Outro Papa, João Paulo II, também manifestou preocupação. Em uma reunião em 1992, Monsenhor Mauro Longhi, ainda estudante, costumava acompanhar o falecido Papa em suas caminhadas, disse que João Paulo II falou sobre uma "invasão islamista" na Europa.
"O Papa me disse: 'diga isso àqueles que você encontrará na Igreja do terceiro milênio. Eu vejo a Igreja atingida por uma ferida letal. Mais profunda, mais dolorosa que as deste milênio', referindo-se ao totalitarismo comunista e nazista. 'Isso é chamado de islamismo'. Eles irão invadir a Europa. Vi as hordas vindo do Ocidente para o Oriente e então me foi dito país por país, um a um: do Marrocos à Líbia ao Egito e assim por diante até o Oriente".
"O Santo Padre ressaltou: eles vão invadir a Europa, a Europa será como um porão, velhas relíquias, sombras, teias de aranha. Relíquias de família. Você, Igreja do terceiro milênio, deve conter a invasão. Não com exércitos, exércitos não serão o suficiente, mas com sua fé, vivida com integridade".
A visão de João Paulo II parece uma continuação da campanha histórica do Islã nas terras cristãs: "em 637, o exército islâmico tomou Jerusalém, duas vezes sagrada, então o coração de todo o Oriente Médio, o centro histórico do cristianismo", escreveu o romancista argelino Bouale Sansal. Então ele se pôs a descrever "o irresistível avanço do Islã rumo ao Ocidente: o judaico-cristão Norte da África, que se converteu logo de cara, a Espanha Católica, que foi anexada no início do século VIII, Bizâncio que foi tomada em 1453, na sequência marcharam contra Viena, que foi cercada em 1529...".

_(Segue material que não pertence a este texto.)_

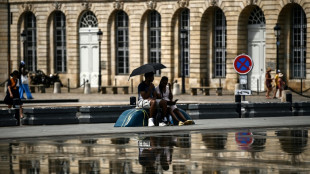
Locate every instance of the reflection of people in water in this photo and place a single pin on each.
(155, 154)
(293, 142)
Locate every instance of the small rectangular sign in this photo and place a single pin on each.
(243, 79)
(243, 92)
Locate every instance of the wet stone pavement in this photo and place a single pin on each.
(260, 151)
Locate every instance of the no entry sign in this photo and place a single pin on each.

O Papa Francisco agora se depara com o risco em potencial de um mundo cristão fisicamente engolido pelo crescente muçulmano, conforme estampado no Logotipo do Vaticano escolhido para a próxima viagem do Papa ao Marrocos. Está na hora de substituir o apaziguamento.
Giulio Meotti, Editor Cultural do diário Il Foglio, é jornalista e escritor italiano.